Policy, Literacy, and Guardrails
At a minimum, schools have an obligation to teach AI literacy - similar to reading, media literacy, or digital citizenship. Provincial guidance has been limited, so Prairie South has been drafting its own approach.
A draft shared with staff in August outlined guardrails for classroom use, with a focus on privacy, data protection, and competency growth for both students and employees. "We need a really good understanding of where and how AI fits into the classroom," Swanson said.
What AI Is - and Why It Feels Different
AI simulates human intelligence and problem-solving. Generative AI tools - like ChatGPT, Google Gemini, and Microsoft Copilot - learn patterns, build relationships between ideas, and produce text, images, music, or code based on prompts.
To show how quickly capability can shift, Swanson pointed to IBM's Deep Blue beating Garry Kasparov in 1997 - a milestone that now fits in your pocket as a cheap chess app. The change in 25 years has been dramatic. IBM's Deep Blue.
Waves of Technology - With a New Twist
Education has moved through waves of radio, typewriters, and the internet. Generative AI is the latest wave, with one big twist: it lets students offload thinking. That forces a core question - what do we want learning to look like now?
Division leaders tested tools at an AI summit and saw practical wins, like summarizing 20 years of board minutes in minutes. The opportunity is clear, so are the tradeoffs.
Benefits Educators Can Leverage
- Generate first drafts, outlines, and practice questions quickly.
- Summarize long texts or complex events for quicker comprehension.
- Adjust reading levels (e.g., reduce a Grade 10 novel to a Grade 5 vocabulary) for accessibility.
- Coach students for job interviews with mock prompts and feedback.
Challenges You Can't Ignore
- Reduced critical thinking if students over-depend on AI.
- Equity and access gaps across classrooms and homes.
- Bias and ethical concerns in model outputs.
- Cheating risks and unclear authorship.
- Privacy and data security for students and staff.
"Above all … student agency versus accountability versus responsibility is the main thing that we face," Swanson said. The more AI is used, the more that balance is tested.
How Students Are Using AI Right Now
- K-12: Most common personal uses include leisure, counselling, and companionship.
- In class: Translation, image creation, and video generation.
- University: Information search, grammar checks, summarizing, paraphrasing, and drafting essays.
Practical Next Steps for School Leaders
- Teach AI literacy: prompts, verification, bias checking, and productive use.
- Finalize and communicate guardrails: where AI is allowed, how it's credited, and when it's off-limits.
- Protect privacy: review data policies for any tool that touches student information.
- Redesign assessment: more process evidence, oral defenses, and in-class creation to reduce over-reliance.
- Invest in PD: give teachers time and structure to test tools and share use cases.
- Pilot clear wins: reading-level adjustments, differentiation, and administrative summarization.

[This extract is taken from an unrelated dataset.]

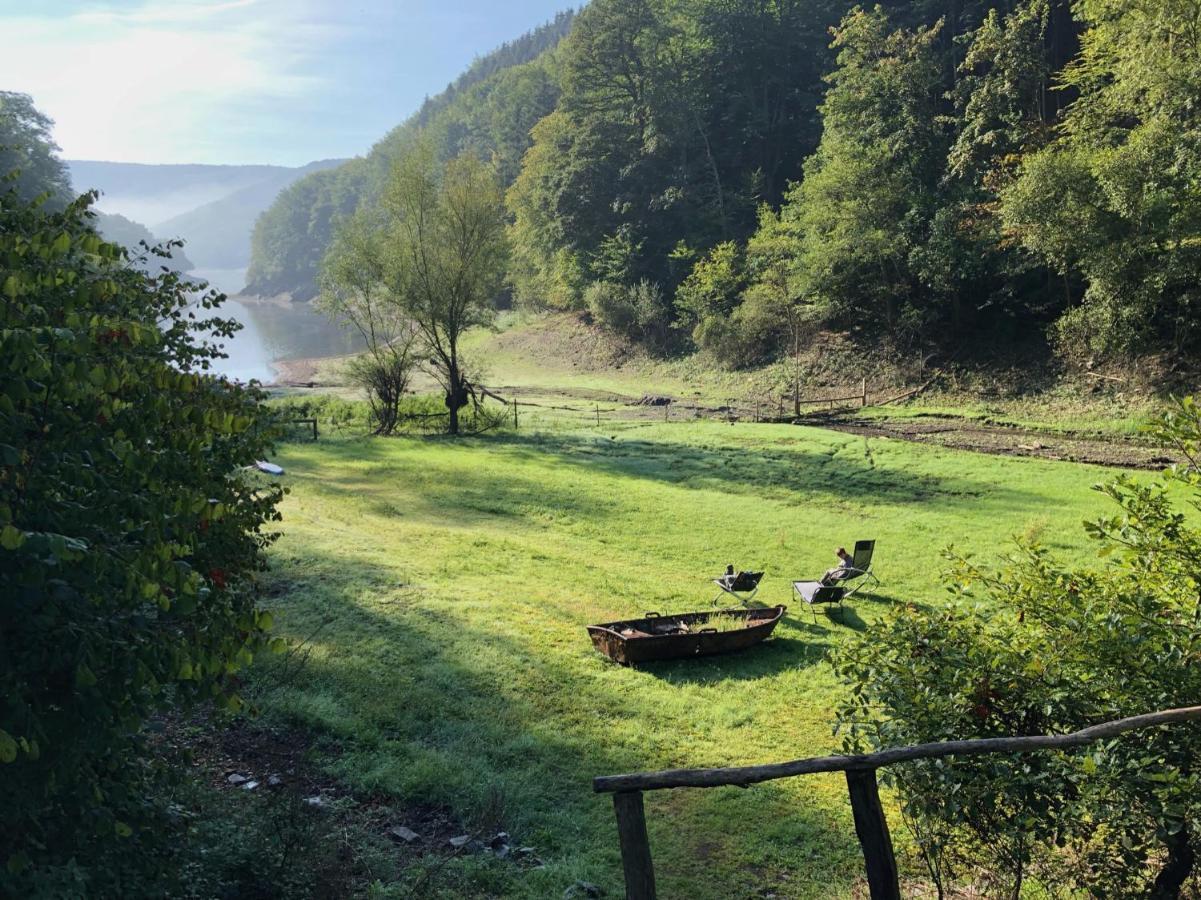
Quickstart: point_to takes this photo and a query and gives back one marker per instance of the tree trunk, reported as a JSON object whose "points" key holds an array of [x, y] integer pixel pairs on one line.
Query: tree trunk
{"points": [[1177, 869], [453, 395]]}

- Clarify expectations: spell out student agency, accountability, and responsibility in syllabi.
- Plan for PISA: map AI skills to curriculum so students aren't surprised in 2029.
- Address equity: provide access pathways and alternatives for students without tools at home.
Resources
- OECD PISA overview (context for assessment shifts)
- Complete AI Training - Courses by Job (structured options for educator-focused upskilling)
What's Next
The next Prairie South School Division board meeting is on Tuesday, Feb. 10. Expect updates on policy, professional development, and how AI will be used - and limited - in classrooms.